Warum haben die Coca-Cola-Erfrischungsgetränke, die unsere Großeltern getrunken haben, sie nicht fett gemacht?

Jeder weiß, dass zuckerhaltige Erfrischungsgetränke wie Coca-Cola, Pepsi und Dr. Pepper der Albtraum von Fitness und guter Ernährung sind, aber warum war das bei unseren Großeltern nicht auch so?

Coca-Cola Erfrischungsgetränke

Warum haben die Coca-Cola-Erfrischungsgetränke, die unsere Großeltern getrunken haben, sie nicht fett gemacht?

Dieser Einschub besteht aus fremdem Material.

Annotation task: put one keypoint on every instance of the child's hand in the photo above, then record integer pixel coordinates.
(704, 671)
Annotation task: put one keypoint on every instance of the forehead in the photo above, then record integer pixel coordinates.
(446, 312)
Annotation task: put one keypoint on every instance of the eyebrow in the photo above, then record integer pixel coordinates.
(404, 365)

Mein Großvater mütterlicherseits, Albert Radford, wurde in Spartanburg, South Carolina, auf 1886 oder 1888 geboren (wir wissen nicht genau, wann). Wie die meisten Jungen seiner Zeit hatte er insgesamt vier Jahre öffentliche Bildung, genug, um später jeden Sonntagmorgen auf der Veranda zu sitzen und die New York Times zu lesen, und genug dass er die in einem Holzlager geforderte Arithmetik und Algebra nicht ausführen konnte. Im Alter von 10 begann mein Großvater in Holzlagern zu arbeiten, ein wertvoller Arbeiter, weil er nicht nur Holz präzise schneiden, sondern auch Material und Kosten berechnen konnte.

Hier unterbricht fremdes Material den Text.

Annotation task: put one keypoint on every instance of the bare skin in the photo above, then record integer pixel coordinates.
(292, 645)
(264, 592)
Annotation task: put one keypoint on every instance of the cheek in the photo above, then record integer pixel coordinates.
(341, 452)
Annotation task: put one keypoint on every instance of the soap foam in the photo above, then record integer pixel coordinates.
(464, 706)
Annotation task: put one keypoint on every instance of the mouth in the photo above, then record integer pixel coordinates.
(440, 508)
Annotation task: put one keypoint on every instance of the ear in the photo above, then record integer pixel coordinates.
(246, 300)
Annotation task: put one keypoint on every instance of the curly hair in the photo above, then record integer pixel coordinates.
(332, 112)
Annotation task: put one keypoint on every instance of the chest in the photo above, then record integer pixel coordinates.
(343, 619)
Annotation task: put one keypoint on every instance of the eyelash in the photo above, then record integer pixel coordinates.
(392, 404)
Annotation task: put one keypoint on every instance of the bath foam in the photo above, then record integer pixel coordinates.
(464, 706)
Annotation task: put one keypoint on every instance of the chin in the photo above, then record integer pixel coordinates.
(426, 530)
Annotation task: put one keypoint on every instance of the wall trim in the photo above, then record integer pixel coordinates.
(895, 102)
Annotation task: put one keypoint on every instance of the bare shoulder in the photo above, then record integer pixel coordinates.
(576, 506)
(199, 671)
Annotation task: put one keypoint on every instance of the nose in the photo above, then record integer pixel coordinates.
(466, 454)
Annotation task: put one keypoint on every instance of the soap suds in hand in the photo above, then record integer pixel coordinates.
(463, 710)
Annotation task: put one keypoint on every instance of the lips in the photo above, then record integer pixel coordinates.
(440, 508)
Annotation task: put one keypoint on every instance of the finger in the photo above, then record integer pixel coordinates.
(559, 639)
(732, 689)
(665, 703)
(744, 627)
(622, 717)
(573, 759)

Mein Großvater Radford lebte lange genug, um sich an ihn zu erinnern, obwohl mein jüngerer Bruder ihn nie getroffen hatte. Er war umgänglich und ein sehr geliebter Großvater, obwohl er kleine Kinder nicht sehr mochte (einschließlich, zur Angst meiner Mutter, eine Zigarre mit mir zu teilen, als ich ungefähr zwei Jahre alt war). Er hatte keine Zähne, aber er war nicht besonders übergewichtig, schon gar nicht nach den Maßstäben des 21. Jahrhunderts. Das lag wahrscheinlich daran, dass er von Coca Cola abhängig war. Mein Großvater kam, um bis zu zwölf Coca-Cola pro Tag zu trinken.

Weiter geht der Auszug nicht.